1) Security Awareness Training
Your best line of defense against phishing attacks is continued education.
Phishing attempts are only successful because of human error, which means your employees need to be taught how to spot them before they fall victim to an attack. Conduct regular security awareness training, including enrolling your employees in courses that help them identify phishing attempts.
As a part of this training, you can even conduct phishing simulations to help them understand how they should respond in real-world situations.
2) Email Security
In addition to security awareness training, boost up your email security. Be certain spam filters are active on email accounts across your network. Make it easy for employees to report phishing scams and be vigilant when it comes to password security.
3) Disable Macros
A popular way for attackers to install malware or spyware on your computer is by delivering a Microsoft Office document that requires macros to run. Macros are shortcuts or specific keystrokes that make routine commands easier to implement (i.e. print, save, undo).
By disabling macros, you mitigate the risk of malware being installed on an enterprise by an employee who accidentally opens an infected attachment. Be sure to make this a default setting and enforce it in your group policy.
4) Implement Multi-Factor Authentication
Another effective step in protecting yourself from being hacked via phishing attempts is to enable multi-factor authentication on all accounts.

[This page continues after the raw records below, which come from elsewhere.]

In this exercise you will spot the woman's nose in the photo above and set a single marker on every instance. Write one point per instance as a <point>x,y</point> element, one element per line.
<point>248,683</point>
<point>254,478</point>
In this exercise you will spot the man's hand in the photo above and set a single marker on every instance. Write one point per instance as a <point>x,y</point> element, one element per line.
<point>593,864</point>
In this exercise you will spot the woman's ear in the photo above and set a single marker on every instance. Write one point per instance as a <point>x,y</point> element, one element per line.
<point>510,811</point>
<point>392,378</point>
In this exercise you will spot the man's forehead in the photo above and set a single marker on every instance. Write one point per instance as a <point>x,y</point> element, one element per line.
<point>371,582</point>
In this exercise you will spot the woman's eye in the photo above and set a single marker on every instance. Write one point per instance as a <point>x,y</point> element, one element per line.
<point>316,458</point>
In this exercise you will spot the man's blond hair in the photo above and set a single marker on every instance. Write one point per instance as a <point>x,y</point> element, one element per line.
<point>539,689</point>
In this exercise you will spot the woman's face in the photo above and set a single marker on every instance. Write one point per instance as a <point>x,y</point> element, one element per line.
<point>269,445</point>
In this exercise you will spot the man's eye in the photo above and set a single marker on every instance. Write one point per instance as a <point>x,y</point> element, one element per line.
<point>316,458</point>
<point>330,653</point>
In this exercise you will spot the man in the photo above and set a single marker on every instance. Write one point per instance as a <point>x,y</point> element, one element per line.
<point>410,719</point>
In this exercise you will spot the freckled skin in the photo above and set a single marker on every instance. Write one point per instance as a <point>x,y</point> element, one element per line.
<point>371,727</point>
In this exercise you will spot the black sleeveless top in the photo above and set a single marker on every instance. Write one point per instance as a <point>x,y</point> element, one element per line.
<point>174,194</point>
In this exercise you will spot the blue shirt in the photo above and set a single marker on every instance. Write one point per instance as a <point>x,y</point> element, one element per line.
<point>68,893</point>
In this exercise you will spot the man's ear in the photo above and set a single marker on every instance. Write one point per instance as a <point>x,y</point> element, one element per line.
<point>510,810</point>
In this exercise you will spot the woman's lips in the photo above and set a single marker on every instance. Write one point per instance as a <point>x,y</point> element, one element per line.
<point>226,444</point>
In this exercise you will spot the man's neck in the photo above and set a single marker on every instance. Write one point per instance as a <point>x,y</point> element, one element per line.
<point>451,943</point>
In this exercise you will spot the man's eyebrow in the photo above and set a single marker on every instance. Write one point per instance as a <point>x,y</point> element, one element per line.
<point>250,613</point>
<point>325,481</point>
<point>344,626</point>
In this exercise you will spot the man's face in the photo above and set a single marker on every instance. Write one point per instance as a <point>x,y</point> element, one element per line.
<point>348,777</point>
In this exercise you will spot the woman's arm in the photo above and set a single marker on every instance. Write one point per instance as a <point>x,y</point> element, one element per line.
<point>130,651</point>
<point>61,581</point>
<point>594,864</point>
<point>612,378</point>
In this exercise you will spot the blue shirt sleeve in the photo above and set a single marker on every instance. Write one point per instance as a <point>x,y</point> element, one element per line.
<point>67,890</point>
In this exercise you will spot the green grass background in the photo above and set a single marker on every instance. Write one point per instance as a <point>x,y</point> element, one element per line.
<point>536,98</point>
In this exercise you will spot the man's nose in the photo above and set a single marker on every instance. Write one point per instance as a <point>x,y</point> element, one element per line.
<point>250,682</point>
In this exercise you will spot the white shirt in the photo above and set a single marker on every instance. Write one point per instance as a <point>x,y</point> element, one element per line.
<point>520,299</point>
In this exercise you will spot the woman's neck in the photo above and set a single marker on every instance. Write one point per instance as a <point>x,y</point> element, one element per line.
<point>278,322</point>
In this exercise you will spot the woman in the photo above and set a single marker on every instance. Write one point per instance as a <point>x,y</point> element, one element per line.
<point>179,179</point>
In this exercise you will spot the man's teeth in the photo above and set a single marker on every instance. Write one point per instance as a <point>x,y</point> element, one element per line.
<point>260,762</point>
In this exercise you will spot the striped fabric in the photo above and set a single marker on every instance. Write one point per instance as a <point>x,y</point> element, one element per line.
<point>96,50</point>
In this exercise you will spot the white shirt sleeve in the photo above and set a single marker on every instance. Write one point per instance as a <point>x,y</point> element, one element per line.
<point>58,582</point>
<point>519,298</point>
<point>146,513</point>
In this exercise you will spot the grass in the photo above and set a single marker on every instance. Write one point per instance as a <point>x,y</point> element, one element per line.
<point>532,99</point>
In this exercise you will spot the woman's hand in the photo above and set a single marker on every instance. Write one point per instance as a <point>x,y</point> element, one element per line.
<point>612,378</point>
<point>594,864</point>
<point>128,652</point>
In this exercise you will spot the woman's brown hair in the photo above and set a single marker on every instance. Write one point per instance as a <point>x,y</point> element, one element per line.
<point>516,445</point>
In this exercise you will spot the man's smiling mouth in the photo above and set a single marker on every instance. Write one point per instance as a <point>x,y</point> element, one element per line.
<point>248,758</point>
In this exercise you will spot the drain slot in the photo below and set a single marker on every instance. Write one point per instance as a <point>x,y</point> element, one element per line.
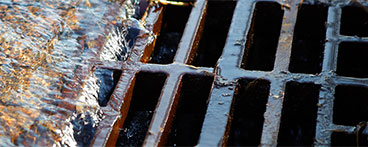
<point>216,27</point>
<point>173,25</point>
<point>146,92</point>
<point>350,105</point>
<point>309,38</point>
<point>352,60</point>
<point>343,139</point>
<point>263,37</point>
<point>191,109</point>
<point>107,79</point>
<point>249,108</point>
<point>354,20</point>
<point>299,114</point>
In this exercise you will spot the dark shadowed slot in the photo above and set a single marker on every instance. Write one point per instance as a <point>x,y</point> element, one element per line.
<point>147,90</point>
<point>107,80</point>
<point>309,39</point>
<point>299,114</point>
<point>216,27</point>
<point>173,24</point>
<point>190,112</point>
<point>263,37</point>
<point>343,139</point>
<point>248,110</point>
<point>354,20</point>
<point>353,60</point>
<point>350,105</point>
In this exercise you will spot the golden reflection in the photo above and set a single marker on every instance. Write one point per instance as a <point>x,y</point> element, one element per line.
<point>41,45</point>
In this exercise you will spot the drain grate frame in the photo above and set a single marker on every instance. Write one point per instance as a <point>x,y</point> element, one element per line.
<point>218,117</point>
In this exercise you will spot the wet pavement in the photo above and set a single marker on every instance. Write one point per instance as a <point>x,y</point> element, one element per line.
<point>46,53</point>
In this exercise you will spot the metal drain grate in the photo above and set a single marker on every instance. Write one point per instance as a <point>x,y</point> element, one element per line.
<point>286,76</point>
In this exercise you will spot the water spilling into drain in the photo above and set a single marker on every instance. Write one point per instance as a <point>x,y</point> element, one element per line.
<point>47,96</point>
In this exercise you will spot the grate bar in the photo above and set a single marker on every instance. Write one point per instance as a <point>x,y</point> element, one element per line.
<point>117,108</point>
<point>162,118</point>
<point>286,37</point>
<point>227,73</point>
<point>192,33</point>
<point>215,126</point>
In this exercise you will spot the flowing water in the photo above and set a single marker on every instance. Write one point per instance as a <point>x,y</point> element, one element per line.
<point>44,44</point>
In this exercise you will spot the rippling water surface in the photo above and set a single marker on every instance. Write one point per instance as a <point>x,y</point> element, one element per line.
<point>43,44</point>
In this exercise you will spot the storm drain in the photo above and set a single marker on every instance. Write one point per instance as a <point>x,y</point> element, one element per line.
<point>246,72</point>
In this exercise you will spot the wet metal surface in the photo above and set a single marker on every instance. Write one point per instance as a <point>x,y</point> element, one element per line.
<point>92,84</point>
<point>45,53</point>
<point>228,71</point>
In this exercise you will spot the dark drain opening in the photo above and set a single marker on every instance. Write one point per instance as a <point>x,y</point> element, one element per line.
<point>107,79</point>
<point>299,114</point>
<point>352,59</point>
<point>350,105</point>
<point>248,111</point>
<point>354,21</point>
<point>263,37</point>
<point>216,27</point>
<point>147,90</point>
<point>173,24</point>
<point>191,109</point>
<point>343,139</point>
<point>309,38</point>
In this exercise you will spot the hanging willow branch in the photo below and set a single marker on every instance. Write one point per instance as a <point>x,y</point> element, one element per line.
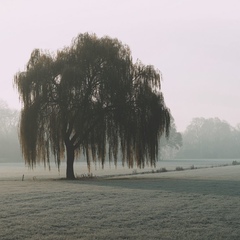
<point>93,98</point>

In the event you do fall victim to a phishing attack and accidentally hand over your email address and password, you have a second line of defense since you need another device in order to authenticate access. Microsoft reports this simple tactic blocks 99% of attempted hacks.
5) Encrypt Sensitive Data
Encryption converts all the data on your network and devices into something only accessible via an authentication key. By encrypting your data, you provide an additional layer of security in the event you're compromised due to a phishing attack.
6) Employ SSL Certificates
Secure Socket Layer (SSL) certificates indicate information transmitted between a user and a website is encrypted and secure.
These certificates are identified by, "https://" at the beginning of a URL address. Other times, it's indicated by a lock or the word "secure" in the browser bar. Websites without encryption only have, "http://" at the beginning of the URL address and often read "not secure" in the browser bar.
If your company's website collects any sort of personal information from its users (emails, passwords, credit card information, etc.), you need an SSL certificate to ensure their information is transmitted securely. Additionally, Google now uses SSL as a ranking signal. Without one, your website will be harder to find in search results.
7) Provide Securely Hosted Payment Pages
In addition to SSL certificates, if your business collects payment information via the web, it's important to provide securely hosted payment pages (HPP) for your users.
These are typically hosted by a third party and can either be embedded into your website or redirect users to a secure platform to process payments. An HPP is secure and PCI-certified, helps you avoid sensitive credit card information from passing through servers, and reduces your liability in the event credit card information is stolen.
8) Ensure Security Policy Covers Phishing Prevention Measures
Ensure your security policy clearly covers phishing prevention measures. This includes requiring security awareness training, establishing password requirements, mandating two-factor authentication, and policies for mobile device security.
Protect Your Company Now
Phishing is intentionally designed to trick, manipulate, and force an attacker's targets into surrendering personal and sensitive information. Sometimes phishing attacks are quick financial ploys. Other times, they are a small piece of a larger social engineering attack to bring down an enterprise.
It's vital for your small business to proactively train its employees to identify and prevent phishing attempts, including establishing detailed security protocols to mitigate exposing sensitive data.